Modernization, Sovereignty, and Learning

As PGConf.EU wraps, attention turns toward modernization and education, the ongoing process of translating Postgres’s potential into enterprise practice.

Raphael Salguero Aragón’s session, Migrating to PostgreSQL: Strategies, Sovereignty, and Success, offers a methodical guide for organizations moving from proprietary systems such as Oracle, MySQL, and Microsoft SQL Server. The talk examines how to select the right migration strategy, reduce downtime, and preserve data integrity while keeping sovereignty and compliance front and center. For enterprises balancing modernization with regulation, this session bridges technical execution and policy reality.

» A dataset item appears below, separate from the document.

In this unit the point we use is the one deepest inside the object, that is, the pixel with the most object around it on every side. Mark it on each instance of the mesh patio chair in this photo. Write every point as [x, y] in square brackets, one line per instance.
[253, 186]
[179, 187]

Learning itself remains a defining characteristic of the Postgres community. Boriss Mejías’s Data Modeling with PostgreSQL uses the metaphor of chess—honoring Riga’s own Mikhail Tal—to show how schema design shapes application logic. In his other session, Understanding MVCC, he explains the mechanisms behind PostgreSQL’s multiversion concurrency control and what they mean for developers seeking predictable performance. Lætitia Avrot then closes the analytics thread with Can PostgreSQL Compete with Analytics Specialists? questioning whether Postgres, when properly tuned, can rival specialized engines like DuckDB and ClickHouse for analytical workloads. Her answer is nuanced: Postgres may not always be fastest, but its flexibility, simplicity, and community support often make it the most pragmatic choice.

Together, these talks reveal a culture that prizes depth of understanding, one where education is both a technical discipline and a shared act of care.

Many Futures, One Community

Across four days in Riga, EDB’s role within PGConf.EU isn’t confined to a single product or discipline. It spans community, technology, stewardship, and governance—the full spectrum of what makes open source resilient.

The conversations happening in these rooms will ripple outward: better migrations, more observable infrastructures, AI systems that remain accountable, and communities that continue to welcome new voices.